A normal vector is a key concept in plane geometry, representing a vector that is perpendicular to a plane or surface. Understanding how to find and utilize normal vectors is important for solving plane-related problems.
For a given plane with the equation in the form of \(ax + by + cz = d\), the normal vector is derived from the coefficients \(a\), \(b\), and \(c\).
In simpler terms:

• The **normal vector** \(\mathbf{n}\) = \(\langle a, b, c \rangle\) signifies a direction perpendicular to the plane.
• It is critical for determining angles between planes and projecting components.

Let's consider the exercise example. For the plane equation \(2x + 2y - z = 3\), the corresponding normal vector \(\mathbf{n_1}\) is obtained by looking at the coefficients resulting in \(\langle 2, 2, -1 \rangle\).
Similarly, for the plane \(x + 2y + z = 2\), the normal vector \(\mathbf{n_2}\) would be \(\langle 1, 2, 1 \rangle\). Understanding these vectors helps us move forward with calculating other properties between planes.

The dot product is a basic operation in vector algebra that combines two vectors, resulting in a scalar value. It is a crucial tool for plane geometry as it helps determine the angle between vectors, among other applications.
The formula for the dot product of vectors \(\mathbf{a} = \langle a_1, a_2, a_3 \rangle\) and \(\mathbf{b} = \langle b_1, b_2, b_3 \rangle\) is:

• \(\mathbf{a} \cdot \mathbf{b} = a_1b_1 + a_2b_2 + a_3b_3\)

Essentially, it multiplies corresponding components of the vectors and adds the results.

In our example, the dot product of the normal vectors \(\mathbf{n_1} = \langle 2, 2, -1 \rangle\) and \(\mathbf{n_2} = \langle 1, 2, 1 \rangle\) is calculated as follows:

• \(\mathbf{n_1} \cdot \mathbf{n_2} = 2 \cdot 1 + 2 \cdot 2 + (-1) \cdot 1 = 5\)

This operation is a powerful way to uncover deeper geometric relationships between planes and vectors.

Understanding the angle between planes involves determining how two planes are oriented relative to each other. This is achieved by looking at their normal vectors and using the dot product to find the cosine of the angle.
Once we have the dot product from the normal vectors \(\mathbf{n_1}\) and \(\mathbf{n_2}\), we utilize the formula:

• \(\cos \theta = \frac{\mathbf{n_1} \cdot \mathbf{n_2}}{\|\mathbf{n_1}\| \|\mathbf{n_2}\|}\)

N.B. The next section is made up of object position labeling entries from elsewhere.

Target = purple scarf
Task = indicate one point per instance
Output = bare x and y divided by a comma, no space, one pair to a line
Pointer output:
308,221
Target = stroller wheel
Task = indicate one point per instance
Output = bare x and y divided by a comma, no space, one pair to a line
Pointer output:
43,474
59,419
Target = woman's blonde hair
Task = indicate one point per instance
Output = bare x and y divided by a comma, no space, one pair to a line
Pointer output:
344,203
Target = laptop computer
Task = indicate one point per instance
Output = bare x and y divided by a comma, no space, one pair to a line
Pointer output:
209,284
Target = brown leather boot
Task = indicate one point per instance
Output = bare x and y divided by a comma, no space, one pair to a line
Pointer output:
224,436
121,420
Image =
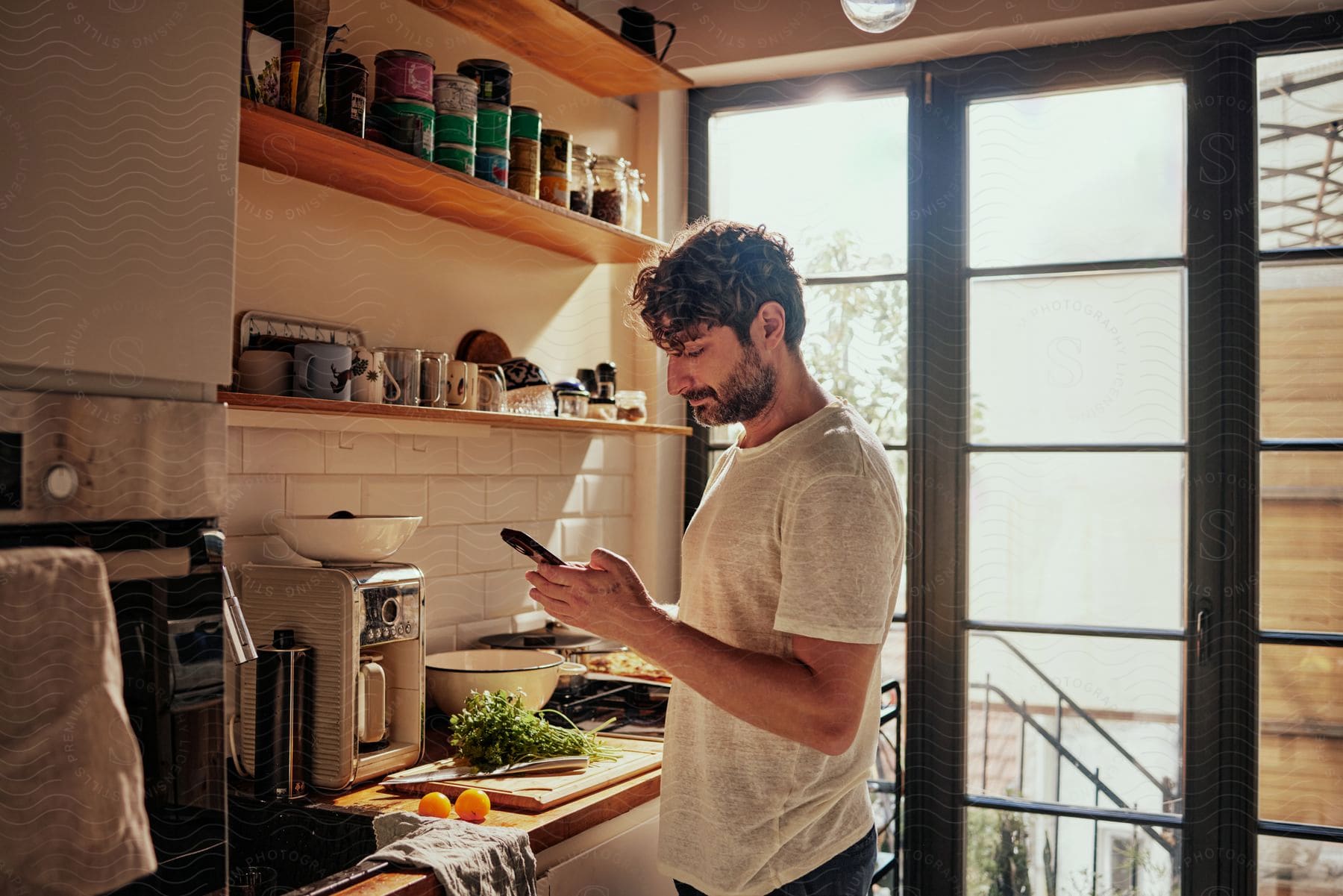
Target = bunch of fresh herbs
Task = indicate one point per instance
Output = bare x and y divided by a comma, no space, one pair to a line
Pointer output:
496,730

This formula relates the dot product to the magnitudes of the normal vectors to find the cosine of the angle \(\theta\) between them.

In the step-by-step solution, substituting the known values gives us:

• The dot product is \(5\), and the magnitudes are \(3\) and \(\sqrt{6}\), leading to \(\cos \theta = \frac{5}{3\sqrt{6}}\).

Solving for \(\theta\) involves calculating the inverse cosine \(\cos^{-1}\) of this ratio, resulting in approximately \(0.39\) radians.
This process helps us precisely define the spatial relationship between the two geometrical planes.

The magnitude of a vector is its length and denotes how "strong" or "intense" the vector is. For a vector \(\mathbf{v} = \langle v_1, v_2, v_3 \rangle\), its magnitude \(\|\mathbf{v}\|\) is found using this formula:

• \(\|\mathbf{v}\| = \sqrt{v_1^2 + v_2^2 + v_3^2}\)

This essentially applies the Pythagorean Theorem in three dimensions.

In our exercise, the magnitude of normal vector \(\mathbf{n_1} = \langle 2, 2, -1 \rangle\) is:

• \(\|\mathbf{n_1}\| = \sqrt{2^2 + 2^2 + (-1)^2} = \sqrt{9} = 3\)

Similarly, the magnitude for \(\mathbf{n_2} = \langle 1, 2, 1 \rangle\) is:

• \(\|\mathbf{n_2}\| = \sqrt{1^2 + 2^2 + 1^2} = \sqrt{6}\)

Calculating magnitudes provides essential information for understanding and solving geometric problems, particularly in assessing angles and vectors' relative sizes.